A WiiM, que conquistou audiófilos com seus streamers compactos e acessíveis, acaba de dar seu passo mais ousado: a WiiM Bar é a primeira soundbar da marca, e chega com Dolby Atmos real (drivers up-firing, não virtualizado), tela touch integrada e preço de US$ 479 — exatamente o mesmo da Sonos Beam Gen 2. A coincidência não é acidental.
O que a WiiM Bar oferece
A especificação impressiona para o preço. São 8 drivers ao todo: 3 mid-bass, 3 tweeters e 2 drivers full-range up-firing dedicados para efeitos de altura do Dolby Atmos. A potência total é de 135W, distribuídos em configuração 3.0.2 que pode ser expandida para 5.1.2 com subwoofer e caixas surround opcionais da WiiM.
O recurso mais chamativo é a tela touch circular de 2,1 polegadas coberta por vidro, embutida no topo da barra. Ela exibe capas de álbum, controles de EQ, faces de relógio e visualizações de áudio — um toque que nenhuma soundbar concorrente oferece. É bonito e funcional: permite ajustar volume, trocar fonte e navegar menus sem pegar o celular.
Conectividade e calibração
A WiiM Bar suporta HDMI eARC, entrada óptica e line-in. Os formatos de áudio incluem LPCM, Dolby Atmos, Dolby TrueHD, Dolby Digital Plus, AC3, DTS e DTS:X — uma lista mais completa que a da Sonos Beam, que não decodifica DTS.

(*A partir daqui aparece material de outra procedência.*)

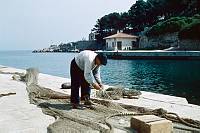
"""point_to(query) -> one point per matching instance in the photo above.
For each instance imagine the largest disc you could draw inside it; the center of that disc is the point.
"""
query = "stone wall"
(189, 45)
(89, 45)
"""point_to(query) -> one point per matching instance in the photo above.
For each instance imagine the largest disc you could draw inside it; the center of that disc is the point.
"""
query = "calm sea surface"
(172, 77)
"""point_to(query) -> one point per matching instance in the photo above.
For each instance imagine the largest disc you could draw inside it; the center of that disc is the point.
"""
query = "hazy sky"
(34, 24)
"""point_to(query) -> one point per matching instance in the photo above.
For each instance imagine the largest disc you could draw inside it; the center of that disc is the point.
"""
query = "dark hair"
(103, 58)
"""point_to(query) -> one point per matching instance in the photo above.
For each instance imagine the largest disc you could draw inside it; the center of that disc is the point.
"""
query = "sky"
(36, 24)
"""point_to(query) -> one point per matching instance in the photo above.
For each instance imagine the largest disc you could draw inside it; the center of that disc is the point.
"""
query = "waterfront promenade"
(18, 115)
(152, 54)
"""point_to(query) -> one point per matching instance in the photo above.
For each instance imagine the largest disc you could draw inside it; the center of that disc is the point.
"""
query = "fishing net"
(103, 116)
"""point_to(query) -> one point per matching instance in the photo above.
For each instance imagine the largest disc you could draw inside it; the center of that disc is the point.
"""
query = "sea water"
(171, 77)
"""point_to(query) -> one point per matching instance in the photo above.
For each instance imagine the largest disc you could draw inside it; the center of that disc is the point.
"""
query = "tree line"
(144, 14)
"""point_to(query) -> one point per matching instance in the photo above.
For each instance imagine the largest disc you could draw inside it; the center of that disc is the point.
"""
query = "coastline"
(153, 55)
(147, 100)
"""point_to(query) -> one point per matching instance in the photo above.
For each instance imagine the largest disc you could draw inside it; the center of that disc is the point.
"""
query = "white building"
(121, 41)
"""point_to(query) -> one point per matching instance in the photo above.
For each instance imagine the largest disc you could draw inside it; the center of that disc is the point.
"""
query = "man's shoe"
(88, 102)
(77, 106)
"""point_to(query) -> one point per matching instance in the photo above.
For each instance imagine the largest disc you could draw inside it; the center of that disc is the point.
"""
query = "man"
(84, 68)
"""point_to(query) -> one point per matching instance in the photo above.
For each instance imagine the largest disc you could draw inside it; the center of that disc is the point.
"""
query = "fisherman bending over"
(84, 68)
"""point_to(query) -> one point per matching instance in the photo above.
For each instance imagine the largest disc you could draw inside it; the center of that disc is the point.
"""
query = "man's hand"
(96, 86)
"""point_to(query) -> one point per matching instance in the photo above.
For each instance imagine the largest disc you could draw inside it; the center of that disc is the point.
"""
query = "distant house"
(121, 41)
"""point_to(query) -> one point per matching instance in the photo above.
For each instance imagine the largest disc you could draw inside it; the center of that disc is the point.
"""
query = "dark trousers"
(77, 81)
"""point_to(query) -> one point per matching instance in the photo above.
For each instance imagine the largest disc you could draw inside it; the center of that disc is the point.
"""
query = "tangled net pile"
(97, 117)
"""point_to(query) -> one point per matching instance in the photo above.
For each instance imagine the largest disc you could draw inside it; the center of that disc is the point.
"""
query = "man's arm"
(97, 77)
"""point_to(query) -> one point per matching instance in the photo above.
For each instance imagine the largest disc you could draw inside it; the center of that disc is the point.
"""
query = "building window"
(119, 45)
(113, 44)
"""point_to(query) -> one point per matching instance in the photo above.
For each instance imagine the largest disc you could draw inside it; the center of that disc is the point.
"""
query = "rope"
(8, 94)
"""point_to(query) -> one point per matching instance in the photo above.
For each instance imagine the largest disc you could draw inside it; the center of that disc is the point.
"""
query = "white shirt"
(86, 62)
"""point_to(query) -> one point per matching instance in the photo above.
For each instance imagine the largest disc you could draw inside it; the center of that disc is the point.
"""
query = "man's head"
(101, 59)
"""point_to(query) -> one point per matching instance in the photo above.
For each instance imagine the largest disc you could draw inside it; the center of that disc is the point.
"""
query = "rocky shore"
(59, 115)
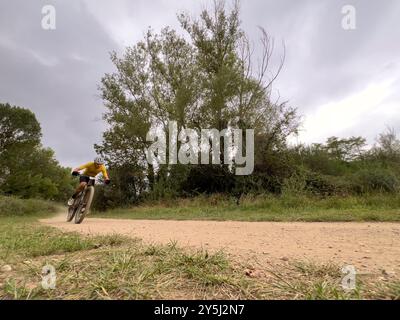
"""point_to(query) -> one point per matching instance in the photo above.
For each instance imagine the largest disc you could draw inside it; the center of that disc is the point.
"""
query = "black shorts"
(86, 179)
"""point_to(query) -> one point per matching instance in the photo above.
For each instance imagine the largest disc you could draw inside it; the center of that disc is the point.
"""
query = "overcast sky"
(343, 82)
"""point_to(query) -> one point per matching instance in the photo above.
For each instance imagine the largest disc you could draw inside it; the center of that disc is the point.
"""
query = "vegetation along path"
(372, 247)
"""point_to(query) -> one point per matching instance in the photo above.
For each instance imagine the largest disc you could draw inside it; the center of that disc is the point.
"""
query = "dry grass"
(115, 267)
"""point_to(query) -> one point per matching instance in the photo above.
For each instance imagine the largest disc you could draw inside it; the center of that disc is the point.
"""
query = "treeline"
(28, 170)
(206, 78)
(209, 78)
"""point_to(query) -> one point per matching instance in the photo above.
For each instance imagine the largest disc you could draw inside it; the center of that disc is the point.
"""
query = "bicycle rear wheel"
(84, 206)
(71, 213)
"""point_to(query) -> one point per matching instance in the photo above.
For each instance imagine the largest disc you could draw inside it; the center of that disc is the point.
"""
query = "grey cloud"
(56, 73)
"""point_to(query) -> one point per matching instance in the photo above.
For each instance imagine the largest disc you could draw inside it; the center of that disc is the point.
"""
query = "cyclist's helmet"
(99, 160)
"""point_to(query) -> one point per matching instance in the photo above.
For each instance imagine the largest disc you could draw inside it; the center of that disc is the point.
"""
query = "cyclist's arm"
(105, 173)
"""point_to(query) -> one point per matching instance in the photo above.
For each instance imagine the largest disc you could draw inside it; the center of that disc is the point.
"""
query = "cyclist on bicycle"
(91, 169)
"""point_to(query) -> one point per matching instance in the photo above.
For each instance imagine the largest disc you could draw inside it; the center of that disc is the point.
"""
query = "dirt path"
(371, 247)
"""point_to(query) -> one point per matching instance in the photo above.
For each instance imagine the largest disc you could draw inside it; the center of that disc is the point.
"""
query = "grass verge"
(268, 208)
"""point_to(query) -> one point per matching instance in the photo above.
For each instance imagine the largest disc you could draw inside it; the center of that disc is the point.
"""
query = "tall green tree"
(206, 79)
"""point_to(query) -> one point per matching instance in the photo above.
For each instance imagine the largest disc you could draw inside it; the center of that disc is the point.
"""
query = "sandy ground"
(370, 247)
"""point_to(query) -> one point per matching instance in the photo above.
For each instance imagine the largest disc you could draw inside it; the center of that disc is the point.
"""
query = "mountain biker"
(91, 169)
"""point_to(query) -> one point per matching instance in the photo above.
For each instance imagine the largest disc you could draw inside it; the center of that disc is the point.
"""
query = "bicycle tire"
(79, 215)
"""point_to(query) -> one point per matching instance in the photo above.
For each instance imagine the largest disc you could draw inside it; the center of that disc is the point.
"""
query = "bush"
(377, 179)
(12, 206)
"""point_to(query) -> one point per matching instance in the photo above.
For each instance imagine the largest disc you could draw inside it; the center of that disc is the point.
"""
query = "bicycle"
(81, 206)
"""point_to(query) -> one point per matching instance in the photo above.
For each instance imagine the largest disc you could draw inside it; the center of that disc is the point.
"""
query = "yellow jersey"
(92, 171)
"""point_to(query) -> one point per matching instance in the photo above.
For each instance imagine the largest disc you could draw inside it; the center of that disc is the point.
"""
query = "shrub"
(12, 206)
(376, 179)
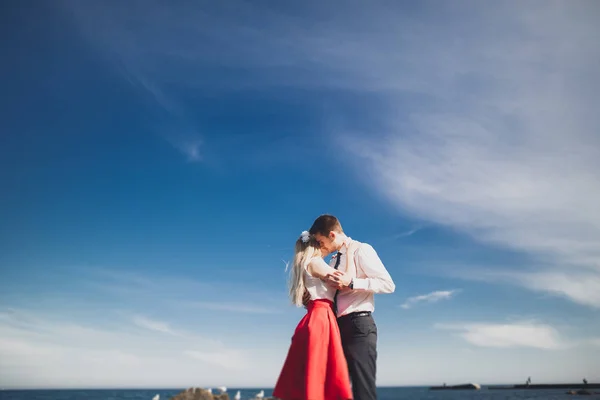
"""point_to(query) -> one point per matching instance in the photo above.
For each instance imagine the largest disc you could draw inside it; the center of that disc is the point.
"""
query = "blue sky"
(158, 163)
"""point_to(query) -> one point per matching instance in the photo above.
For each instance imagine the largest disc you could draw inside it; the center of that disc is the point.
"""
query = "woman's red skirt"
(315, 367)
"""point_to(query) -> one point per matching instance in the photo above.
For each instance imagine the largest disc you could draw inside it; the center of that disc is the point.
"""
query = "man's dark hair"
(325, 224)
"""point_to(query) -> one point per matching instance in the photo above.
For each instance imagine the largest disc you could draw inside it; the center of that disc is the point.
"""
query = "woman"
(315, 367)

O RoomFit é o sistema de calibração automática de sala da WiiM, que analisa a acústica do ambiente e ajusta a resposta da barra. Funciona de forma semelhante ao Trueplay da Sonos, mas usando o microfone embutido na própria barra em vez de exigir um iPhone.

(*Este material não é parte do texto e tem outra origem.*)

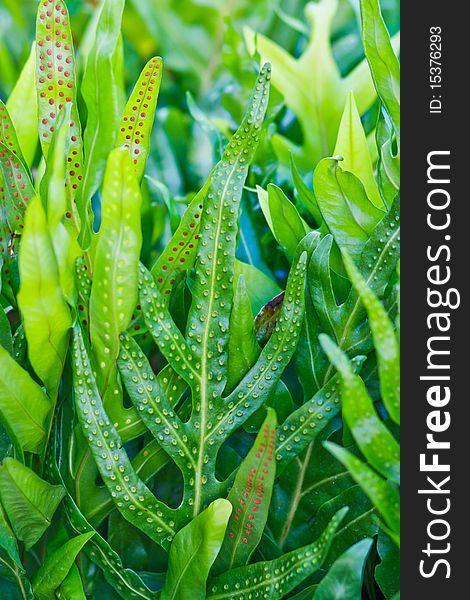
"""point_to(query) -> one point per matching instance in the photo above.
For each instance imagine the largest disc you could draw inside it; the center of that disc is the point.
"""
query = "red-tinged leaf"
(56, 82)
(8, 133)
(266, 319)
(250, 497)
(137, 121)
(17, 188)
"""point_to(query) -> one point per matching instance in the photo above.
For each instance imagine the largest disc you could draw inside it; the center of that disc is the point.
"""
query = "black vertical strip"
(427, 562)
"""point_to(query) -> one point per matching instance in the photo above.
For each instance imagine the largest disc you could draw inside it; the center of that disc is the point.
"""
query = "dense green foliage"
(199, 334)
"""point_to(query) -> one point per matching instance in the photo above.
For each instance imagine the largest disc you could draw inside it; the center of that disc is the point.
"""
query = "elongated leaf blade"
(385, 497)
(137, 121)
(56, 85)
(193, 552)
(351, 144)
(373, 438)
(250, 497)
(348, 212)
(114, 290)
(180, 253)
(24, 406)
(46, 316)
(382, 59)
(275, 578)
(132, 498)
(55, 568)
(102, 95)
(385, 342)
(23, 108)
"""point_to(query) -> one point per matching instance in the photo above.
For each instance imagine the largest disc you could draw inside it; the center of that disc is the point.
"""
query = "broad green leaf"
(56, 567)
(382, 59)
(203, 366)
(286, 224)
(257, 385)
(7, 541)
(29, 501)
(242, 353)
(153, 401)
(72, 587)
(24, 406)
(114, 291)
(193, 552)
(351, 144)
(303, 425)
(136, 123)
(98, 550)
(18, 189)
(312, 86)
(276, 578)
(46, 316)
(23, 108)
(250, 497)
(102, 96)
(385, 497)
(344, 579)
(385, 342)
(261, 288)
(348, 212)
(132, 498)
(307, 495)
(373, 438)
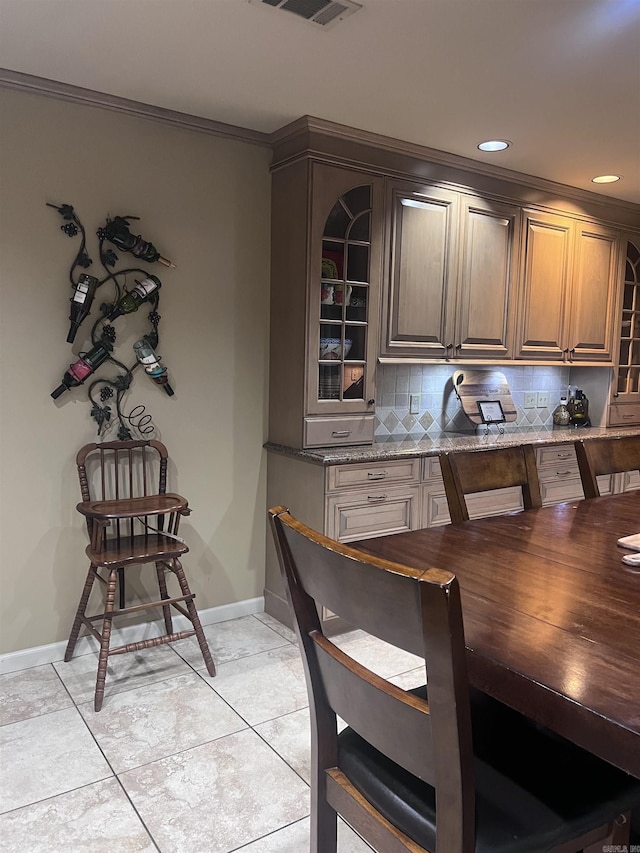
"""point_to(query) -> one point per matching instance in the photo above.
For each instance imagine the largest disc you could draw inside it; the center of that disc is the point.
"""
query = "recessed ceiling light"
(494, 145)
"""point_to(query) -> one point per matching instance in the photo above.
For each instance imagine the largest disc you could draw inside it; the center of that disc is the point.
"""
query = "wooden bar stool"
(468, 472)
(131, 519)
(599, 456)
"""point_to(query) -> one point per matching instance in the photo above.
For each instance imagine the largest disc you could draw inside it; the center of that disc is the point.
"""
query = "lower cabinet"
(559, 474)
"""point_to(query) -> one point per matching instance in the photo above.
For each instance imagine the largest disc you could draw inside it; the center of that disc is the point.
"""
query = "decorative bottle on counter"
(83, 367)
(131, 301)
(147, 357)
(117, 232)
(85, 290)
(561, 415)
(579, 409)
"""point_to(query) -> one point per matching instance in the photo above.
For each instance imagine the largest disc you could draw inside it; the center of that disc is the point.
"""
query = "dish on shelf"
(331, 348)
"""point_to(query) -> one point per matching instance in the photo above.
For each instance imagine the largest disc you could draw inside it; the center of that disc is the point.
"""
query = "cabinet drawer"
(556, 458)
(358, 475)
(431, 469)
(495, 502)
(374, 512)
(624, 415)
(561, 488)
(435, 509)
(325, 432)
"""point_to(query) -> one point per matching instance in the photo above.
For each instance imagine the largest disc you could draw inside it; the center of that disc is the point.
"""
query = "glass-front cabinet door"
(343, 293)
(625, 401)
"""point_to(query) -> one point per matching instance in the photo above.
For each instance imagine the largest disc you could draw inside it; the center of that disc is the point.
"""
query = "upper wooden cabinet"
(487, 278)
(451, 264)
(569, 290)
(325, 280)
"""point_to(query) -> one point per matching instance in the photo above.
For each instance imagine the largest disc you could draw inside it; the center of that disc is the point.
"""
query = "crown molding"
(89, 97)
(302, 131)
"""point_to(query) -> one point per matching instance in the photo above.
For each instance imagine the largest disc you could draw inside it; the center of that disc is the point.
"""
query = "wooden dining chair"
(598, 456)
(131, 519)
(444, 768)
(468, 472)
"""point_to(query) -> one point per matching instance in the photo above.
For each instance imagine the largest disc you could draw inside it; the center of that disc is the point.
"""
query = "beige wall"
(204, 202)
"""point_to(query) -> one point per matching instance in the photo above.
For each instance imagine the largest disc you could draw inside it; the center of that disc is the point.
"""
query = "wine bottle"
(147, 357)
(85, 290)
(83, 367)
(132, 300)
(117, 232)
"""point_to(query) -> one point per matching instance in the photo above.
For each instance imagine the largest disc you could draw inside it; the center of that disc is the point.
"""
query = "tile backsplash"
(440, 409)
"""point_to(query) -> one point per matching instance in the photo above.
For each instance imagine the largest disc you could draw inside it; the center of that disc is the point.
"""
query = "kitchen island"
(394, 485)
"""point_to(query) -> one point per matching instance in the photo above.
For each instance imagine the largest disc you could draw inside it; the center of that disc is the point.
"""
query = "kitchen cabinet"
(325, 279)
(624, 408)
(560, 481)
(451, 262)
(569, 291)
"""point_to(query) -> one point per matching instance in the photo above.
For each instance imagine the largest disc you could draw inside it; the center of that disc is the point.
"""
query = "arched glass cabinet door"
(345, 301)
(627, 388)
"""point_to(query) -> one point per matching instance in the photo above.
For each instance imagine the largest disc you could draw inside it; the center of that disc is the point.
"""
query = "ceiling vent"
(325, 13)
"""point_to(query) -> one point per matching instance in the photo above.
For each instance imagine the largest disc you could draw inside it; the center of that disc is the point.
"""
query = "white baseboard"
(38, 655)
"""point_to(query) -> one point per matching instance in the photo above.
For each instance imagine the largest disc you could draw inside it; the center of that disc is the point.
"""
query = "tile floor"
(176, 761)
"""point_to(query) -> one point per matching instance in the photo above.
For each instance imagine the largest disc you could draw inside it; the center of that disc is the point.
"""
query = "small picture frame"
(491, 411)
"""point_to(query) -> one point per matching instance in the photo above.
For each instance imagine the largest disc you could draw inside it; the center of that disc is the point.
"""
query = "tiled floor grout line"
(267, 835)
(140, 818)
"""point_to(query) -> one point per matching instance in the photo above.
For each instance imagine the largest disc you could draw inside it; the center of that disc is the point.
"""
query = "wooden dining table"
(551, 614)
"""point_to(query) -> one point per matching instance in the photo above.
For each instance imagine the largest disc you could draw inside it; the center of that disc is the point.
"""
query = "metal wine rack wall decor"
(103, 392)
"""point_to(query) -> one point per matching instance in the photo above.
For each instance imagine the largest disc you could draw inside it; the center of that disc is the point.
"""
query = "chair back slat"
(600, 456)
(395, 722)
(415, 610)
(469, 472)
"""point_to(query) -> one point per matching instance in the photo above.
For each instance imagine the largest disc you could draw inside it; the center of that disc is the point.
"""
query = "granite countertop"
(399, 447)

A conectividade sem fio inclui Wi-Fi e Bluetooth, com acesso a todas as plataformas de streaming via o app WiiM Home. Disponível em preto fosco e branco fosco.
Preço e disponibilidade
As pré-vendas foram abertas em junho de 2026 nos Estados Unidos por US$ 479 (aproximadamente R$ 2.750 em conversão direta). Ainda não há previsão oficial para o mercado brasileiro, mas considerando que a WiiM já tem presença em lojas especializadas no Brasil, é provável que chegue no segundo semestre de 2026.

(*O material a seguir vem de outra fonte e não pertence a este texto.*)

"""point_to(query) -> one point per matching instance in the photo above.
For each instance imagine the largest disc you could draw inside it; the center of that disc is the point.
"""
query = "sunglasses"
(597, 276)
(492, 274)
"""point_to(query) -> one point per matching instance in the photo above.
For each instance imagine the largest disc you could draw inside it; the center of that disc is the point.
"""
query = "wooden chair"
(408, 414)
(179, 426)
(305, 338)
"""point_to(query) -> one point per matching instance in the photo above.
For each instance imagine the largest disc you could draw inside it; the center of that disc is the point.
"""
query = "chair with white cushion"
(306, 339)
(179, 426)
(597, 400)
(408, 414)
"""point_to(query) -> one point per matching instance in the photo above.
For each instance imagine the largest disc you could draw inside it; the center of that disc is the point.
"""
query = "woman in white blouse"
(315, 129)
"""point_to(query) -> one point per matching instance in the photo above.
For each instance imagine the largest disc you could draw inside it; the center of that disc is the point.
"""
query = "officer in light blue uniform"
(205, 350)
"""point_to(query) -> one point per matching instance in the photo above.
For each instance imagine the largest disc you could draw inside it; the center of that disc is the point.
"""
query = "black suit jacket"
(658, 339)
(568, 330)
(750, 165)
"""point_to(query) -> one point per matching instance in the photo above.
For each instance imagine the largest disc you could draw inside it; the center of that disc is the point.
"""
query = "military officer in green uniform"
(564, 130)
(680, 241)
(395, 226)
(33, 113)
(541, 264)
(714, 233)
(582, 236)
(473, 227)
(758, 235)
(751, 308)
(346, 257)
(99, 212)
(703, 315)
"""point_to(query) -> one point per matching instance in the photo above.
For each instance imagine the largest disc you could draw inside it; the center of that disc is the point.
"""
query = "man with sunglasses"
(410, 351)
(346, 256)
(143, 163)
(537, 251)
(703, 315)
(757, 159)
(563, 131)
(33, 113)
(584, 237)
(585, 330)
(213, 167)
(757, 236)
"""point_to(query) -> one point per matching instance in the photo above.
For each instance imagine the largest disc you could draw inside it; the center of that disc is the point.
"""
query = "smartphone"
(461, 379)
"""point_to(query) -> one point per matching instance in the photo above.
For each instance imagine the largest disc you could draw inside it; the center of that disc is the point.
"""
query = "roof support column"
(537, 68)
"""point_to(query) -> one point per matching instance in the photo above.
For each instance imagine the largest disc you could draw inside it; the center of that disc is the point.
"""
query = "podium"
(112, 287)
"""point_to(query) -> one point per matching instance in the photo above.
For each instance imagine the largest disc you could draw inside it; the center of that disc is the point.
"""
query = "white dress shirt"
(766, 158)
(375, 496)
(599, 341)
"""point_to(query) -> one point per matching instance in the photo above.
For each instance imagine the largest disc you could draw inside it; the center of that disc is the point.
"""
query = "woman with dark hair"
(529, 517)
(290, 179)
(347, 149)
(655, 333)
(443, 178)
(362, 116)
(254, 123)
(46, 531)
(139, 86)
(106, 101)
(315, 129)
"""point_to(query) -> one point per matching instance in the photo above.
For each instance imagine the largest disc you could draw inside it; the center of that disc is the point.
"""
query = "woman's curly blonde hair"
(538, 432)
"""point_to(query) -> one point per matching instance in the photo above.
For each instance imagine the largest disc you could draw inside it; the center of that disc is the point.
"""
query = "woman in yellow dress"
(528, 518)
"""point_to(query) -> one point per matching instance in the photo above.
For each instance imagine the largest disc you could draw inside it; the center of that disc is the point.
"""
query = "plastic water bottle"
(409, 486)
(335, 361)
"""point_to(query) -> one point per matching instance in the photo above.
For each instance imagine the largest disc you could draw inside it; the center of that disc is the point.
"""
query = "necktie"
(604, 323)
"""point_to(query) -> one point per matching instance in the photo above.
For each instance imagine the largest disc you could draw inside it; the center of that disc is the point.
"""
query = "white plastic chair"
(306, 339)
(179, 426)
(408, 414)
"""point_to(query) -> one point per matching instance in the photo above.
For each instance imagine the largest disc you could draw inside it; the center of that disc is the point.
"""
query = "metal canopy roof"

O posicionamento é cirúrgico: mesmo preço da Sonos Beam, mas com drivers Atmos físicos, DTS:X, tela integrada e calibração que não depende de iPhone. A WiiM está apostando que funcionalidade extra ao mesmo preço é argumento suficiente para roubar compradores da Sonos.
Se a WiiM fez com streamers de US$ 100 o que marcas consolidadas faziam com aparelhos de US$ 500, imaginem o que vai fazer com soundbars.